How innovation 'keeps Lloyd's of London competitive'

It has been a focus for Lloyd's since it started, says CFO

How innovation 'keeps Lloyd's of London competitive'

Insurance News

By Bethan Moorcraft

Innovation has been at the beating heart of Lloyd’s of London for more than 325 years. Like many great innovators, this market started with humble beginnings – from a London coffee house in 1668. Three centuries later, Lloyd’s has become the world’s leading market for specialist insurance.

The Lloyd’s innovation journey is quite remarkable. After starting as a marine specialist, the market quickly expanded. In 1904, Lloyd’s underwriters issued the first ever motor policy, referring to cars affectionally as “ships on land,” noted current chief financial officer John Parry at a Fitch Ratings Insurance Roadshow in London.

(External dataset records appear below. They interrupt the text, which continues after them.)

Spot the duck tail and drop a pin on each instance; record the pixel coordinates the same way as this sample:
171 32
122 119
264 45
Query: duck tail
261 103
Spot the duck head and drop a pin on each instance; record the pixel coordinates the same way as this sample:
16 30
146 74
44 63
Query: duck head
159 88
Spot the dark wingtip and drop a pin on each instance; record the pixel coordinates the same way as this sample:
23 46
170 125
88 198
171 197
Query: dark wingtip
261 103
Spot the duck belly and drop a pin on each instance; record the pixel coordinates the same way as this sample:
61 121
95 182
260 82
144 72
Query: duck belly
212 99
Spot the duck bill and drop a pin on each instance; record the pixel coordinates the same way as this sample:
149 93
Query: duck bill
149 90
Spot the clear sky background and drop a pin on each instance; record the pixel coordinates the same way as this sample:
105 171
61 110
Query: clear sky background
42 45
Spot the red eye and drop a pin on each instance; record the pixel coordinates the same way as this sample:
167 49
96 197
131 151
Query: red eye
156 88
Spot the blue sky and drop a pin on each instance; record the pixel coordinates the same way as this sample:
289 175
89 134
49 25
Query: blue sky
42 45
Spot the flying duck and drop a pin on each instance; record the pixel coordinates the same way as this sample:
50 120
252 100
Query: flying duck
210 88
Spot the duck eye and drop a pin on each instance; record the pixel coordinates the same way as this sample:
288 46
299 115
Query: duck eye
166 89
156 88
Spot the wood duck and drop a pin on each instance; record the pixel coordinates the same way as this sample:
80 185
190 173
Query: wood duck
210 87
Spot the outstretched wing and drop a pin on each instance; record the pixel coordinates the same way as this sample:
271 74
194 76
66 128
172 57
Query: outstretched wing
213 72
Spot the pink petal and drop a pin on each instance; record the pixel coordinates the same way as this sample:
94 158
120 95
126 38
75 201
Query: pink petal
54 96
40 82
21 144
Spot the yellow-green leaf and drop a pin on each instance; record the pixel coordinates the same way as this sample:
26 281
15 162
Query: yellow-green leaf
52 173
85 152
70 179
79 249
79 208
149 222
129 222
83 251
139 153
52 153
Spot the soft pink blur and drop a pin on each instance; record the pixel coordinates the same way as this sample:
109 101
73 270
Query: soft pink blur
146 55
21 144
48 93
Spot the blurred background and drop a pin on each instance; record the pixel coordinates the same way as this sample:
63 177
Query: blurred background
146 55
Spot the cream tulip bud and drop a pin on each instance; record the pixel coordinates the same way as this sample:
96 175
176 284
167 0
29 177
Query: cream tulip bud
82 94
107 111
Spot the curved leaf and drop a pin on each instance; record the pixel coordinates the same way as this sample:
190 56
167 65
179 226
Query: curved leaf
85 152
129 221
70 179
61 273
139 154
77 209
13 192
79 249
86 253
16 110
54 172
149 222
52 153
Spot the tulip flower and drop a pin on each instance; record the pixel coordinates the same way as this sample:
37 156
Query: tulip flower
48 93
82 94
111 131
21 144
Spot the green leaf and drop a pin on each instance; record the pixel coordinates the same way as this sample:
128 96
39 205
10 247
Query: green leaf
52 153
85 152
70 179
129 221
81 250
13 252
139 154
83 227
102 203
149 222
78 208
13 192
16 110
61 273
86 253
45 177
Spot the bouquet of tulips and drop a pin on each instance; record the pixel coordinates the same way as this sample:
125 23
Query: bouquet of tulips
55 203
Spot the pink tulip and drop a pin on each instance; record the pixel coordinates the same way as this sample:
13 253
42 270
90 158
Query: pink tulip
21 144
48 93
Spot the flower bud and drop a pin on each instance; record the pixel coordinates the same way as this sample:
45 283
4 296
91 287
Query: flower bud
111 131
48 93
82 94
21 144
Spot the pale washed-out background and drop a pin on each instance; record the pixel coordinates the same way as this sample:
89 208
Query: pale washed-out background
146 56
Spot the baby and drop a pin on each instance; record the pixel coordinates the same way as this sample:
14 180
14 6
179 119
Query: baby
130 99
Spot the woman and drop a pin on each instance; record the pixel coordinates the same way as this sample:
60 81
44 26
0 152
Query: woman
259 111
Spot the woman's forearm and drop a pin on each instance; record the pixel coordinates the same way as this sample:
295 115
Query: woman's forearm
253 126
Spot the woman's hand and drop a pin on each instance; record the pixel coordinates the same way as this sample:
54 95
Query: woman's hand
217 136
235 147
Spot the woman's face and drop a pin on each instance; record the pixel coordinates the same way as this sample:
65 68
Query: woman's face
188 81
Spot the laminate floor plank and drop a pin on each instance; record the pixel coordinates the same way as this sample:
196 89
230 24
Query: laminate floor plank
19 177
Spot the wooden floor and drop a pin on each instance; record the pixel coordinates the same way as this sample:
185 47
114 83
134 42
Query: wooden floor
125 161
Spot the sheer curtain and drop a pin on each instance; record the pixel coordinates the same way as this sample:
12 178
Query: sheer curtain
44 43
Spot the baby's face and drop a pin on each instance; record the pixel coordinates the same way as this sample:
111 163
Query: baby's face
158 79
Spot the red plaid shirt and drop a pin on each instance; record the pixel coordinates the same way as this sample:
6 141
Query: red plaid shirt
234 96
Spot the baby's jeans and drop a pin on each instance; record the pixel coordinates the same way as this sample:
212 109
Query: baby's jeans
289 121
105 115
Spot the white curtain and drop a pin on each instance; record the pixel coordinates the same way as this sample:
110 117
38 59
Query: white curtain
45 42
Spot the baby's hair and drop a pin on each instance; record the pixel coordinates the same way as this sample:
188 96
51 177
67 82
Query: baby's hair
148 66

By 1911, the first ever aviation insurance policy was written by Lloyd’s, and just 50 years later, it placed its first space satellite insurance policy.

And that’s just travel innovation! Lloyd’s has insured many fascinating things over the years, including Silent film comedian Ben Turpin’s crossed-eyes, Ugly Betty star America Ferrera’s smile, various priceless art and jewellery items – and even Richard Branson’s Virgin Galactic private spaceship.

“Innovation has been at the heart of Lloyd’s since it started – and we’re always keen to keep that going,” said Parry. “We’re always scanning the horizon to see what risks are out there and how significant they are. Some risks translate into capital and some don’t – it all comes down to the risk appetite.

“[It’s important to distinguish] whether a risk is part of our sustainability, reputation or market brand, or whether it’s a capital move. If it has a capital focus, it’s important to quantify it and put something in the hands of our underwriters to help them with offering new products at the right price, to continue that throughput of business and keep Lloyd’s competitive.”

The market is well versed in new technologies and artificial intelligence to enable its underwriters to place innovative policies and cover increasingly specialised risks. Cyber is one such growing product line at Lloyd’s, in line with ever-increasing demands for market capacity worldwide.

Lloyd’s recently released a report on Cloud failure scenarios, which stated US businesses could stand to lose between US$5.3 billion and US$19 billion if one of the country’s major cloud computing providers goes down for just three to six days. This type of thought leadership helps to “crystallise cyber risk,” and educate underwriters, which is all part of the Lloyd’s innovation journey.

“Sometimes, [innovation] is thought leadership,” Parry commented. “We want to translate [thought leadership] into product, and into something the market can use to compete as a business going forward.”